I have countless examples, and they continue to occur almost every week, where an ineffective or vague description of the expected outcome has led to undesirable deliverables and sometimes degraded to dysfunctional behavior. Since clearly stated deliverables (requirements and specifications), are difficult and time-consuming to create, especially in an environment as informal and dynamic as a family, we use the equivalent of a sync-meeting to manage our weekly interfaces. During these sync-meetings, which occur regularly at Sunday dinner, we accomplish two things - one very practical and the other developmental.

First, on the practical side, we pull out a large monthly calendar that hangs on the refrigerator, right next to other convenient necessities like the shopping list and other family reminders. Erika is in charge of documenting the meeting discussion and she facilitates it as well. The phone is ignored and she keeps everyone focused and on task with her gentle but persuasive technique. She enjoys being in charge and relishes the rare opportunity as the second child to run the show.

It's my and Beth's job to clarify outcomes. We go through the upcoming week, day by day, and Erika documents on the calendar everyone's activities. Each person is asked not only to express what they have going on, but how that will affect someone else or what they might need from someone else. This continues until we reach the following Sunday. Items not expressed during this sync-meeting are considered "out of scope" and are negotiated separately as they occur. (More on our change management process in a future article.)
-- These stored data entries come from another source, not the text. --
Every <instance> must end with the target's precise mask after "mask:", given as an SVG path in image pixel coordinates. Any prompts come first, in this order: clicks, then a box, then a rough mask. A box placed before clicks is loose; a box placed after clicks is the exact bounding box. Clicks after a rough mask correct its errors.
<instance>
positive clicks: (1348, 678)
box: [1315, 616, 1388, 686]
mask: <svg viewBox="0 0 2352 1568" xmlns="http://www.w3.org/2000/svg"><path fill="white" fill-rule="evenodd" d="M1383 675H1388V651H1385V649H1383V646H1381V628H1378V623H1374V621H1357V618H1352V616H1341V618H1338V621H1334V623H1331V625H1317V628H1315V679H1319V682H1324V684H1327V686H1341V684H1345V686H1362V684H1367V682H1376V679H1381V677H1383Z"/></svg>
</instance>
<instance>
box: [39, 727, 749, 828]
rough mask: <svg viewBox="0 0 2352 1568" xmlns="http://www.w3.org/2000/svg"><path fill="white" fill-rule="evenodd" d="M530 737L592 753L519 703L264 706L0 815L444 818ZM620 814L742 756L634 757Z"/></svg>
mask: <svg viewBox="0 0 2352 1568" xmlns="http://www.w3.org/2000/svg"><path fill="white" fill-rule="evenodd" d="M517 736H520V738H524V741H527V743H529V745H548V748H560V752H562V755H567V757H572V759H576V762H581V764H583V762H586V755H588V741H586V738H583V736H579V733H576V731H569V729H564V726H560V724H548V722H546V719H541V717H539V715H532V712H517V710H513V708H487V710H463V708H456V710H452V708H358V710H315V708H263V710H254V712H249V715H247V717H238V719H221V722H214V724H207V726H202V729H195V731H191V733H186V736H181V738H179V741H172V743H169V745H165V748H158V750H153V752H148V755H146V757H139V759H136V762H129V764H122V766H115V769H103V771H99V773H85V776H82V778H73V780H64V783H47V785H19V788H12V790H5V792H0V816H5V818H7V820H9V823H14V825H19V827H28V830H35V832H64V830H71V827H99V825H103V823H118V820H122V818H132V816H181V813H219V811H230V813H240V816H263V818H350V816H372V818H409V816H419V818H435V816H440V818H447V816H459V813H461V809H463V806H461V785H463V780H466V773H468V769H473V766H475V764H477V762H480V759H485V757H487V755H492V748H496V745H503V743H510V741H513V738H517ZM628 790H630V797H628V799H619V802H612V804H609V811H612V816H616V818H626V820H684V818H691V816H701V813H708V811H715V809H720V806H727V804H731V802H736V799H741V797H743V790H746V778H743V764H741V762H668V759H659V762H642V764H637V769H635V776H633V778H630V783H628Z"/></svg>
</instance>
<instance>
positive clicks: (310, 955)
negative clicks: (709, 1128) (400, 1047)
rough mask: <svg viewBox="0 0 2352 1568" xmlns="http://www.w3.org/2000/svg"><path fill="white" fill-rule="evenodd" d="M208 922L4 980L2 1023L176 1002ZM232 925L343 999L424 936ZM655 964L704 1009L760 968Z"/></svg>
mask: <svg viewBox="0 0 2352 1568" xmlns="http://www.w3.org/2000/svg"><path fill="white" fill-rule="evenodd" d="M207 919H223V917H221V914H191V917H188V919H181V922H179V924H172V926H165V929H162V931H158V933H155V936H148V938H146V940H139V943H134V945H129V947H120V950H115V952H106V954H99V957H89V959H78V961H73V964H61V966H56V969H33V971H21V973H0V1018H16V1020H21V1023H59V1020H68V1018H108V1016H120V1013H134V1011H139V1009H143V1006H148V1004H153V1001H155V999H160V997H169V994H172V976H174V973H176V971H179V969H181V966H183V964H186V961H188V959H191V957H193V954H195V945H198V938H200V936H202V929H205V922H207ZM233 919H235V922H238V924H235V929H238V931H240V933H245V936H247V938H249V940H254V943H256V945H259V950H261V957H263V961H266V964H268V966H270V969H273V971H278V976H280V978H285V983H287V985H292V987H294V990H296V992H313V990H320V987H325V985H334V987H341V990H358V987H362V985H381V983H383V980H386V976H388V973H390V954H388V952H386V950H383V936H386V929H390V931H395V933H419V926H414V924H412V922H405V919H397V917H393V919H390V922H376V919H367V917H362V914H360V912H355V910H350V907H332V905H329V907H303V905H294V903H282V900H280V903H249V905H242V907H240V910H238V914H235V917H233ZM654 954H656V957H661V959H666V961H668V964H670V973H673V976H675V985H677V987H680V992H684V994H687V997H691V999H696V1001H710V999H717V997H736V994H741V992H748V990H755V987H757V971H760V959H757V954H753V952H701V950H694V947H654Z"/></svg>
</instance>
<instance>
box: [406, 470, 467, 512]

The second thing accomplished during these sync-meetings, focused more on development, is that we have a chance to learn through practice.
  • We learn to surface our needs clearly and express them in terms of their impact on the rest of the team. Saying you have dance practice and saying you need a ride to dance practice are two entirely different needs from the perspective of the only two drivers in the family, Beth and me.
  • We learn to respect the deliverables of others as equally important as ours. This is a challenge for two teenage girls who are still learning that the world does not revolve around them and their lives.
  • We learn to temporarily turn off or ignore the distractions of the phone, the TV and other interruptions and focus on the task at hand.
  • We learn to negotiate respectfully. This is a work in progress, and as you might expect with two teenage girls who are as different as can be, it challenges all my meeting facilitation skills on a regular basis. However, the more we all practice, the better we get.
  • We learn the natural limitations of time and resources and how they affect our individual deliverables. Somewhere in all their needs and wants, schoolwork and our jobs still have to get done. The girls have learned to explore alternatives for better use of time, money and resources to pursue their interests. Although sometimes we feel like chauffeurs, I like to remind them we are more like taxis. You pay to ride and the fee is always negotiable.
We learn all this in the context of the safest environment possible - the family. We have found it is one of our greatest exercises, and is irreplaceable in building the trust and respect necessary for our team.

When we started this practice many years ago and the girls were much younger, it was a challenge to maintain their attention long enough to get any information out of them. (Perhaps this sounds like some of your customers or project sponsors, unavailable or unable to express their requirements but expecting them delivered just the same.)

We have all learned the benefit of the Sunday dinner calendar sync-meetings, and have come to rely on the central communication the calendar provides. Whether you use a project web site, some team collaboration software, or good old fashion sync-meetings, providing a deliberate and consistent forum for clarifying the responsibilities between the roles is essential to creating teams that operate well.

The best part? Our sync-meeting tool cost a mere $1.99.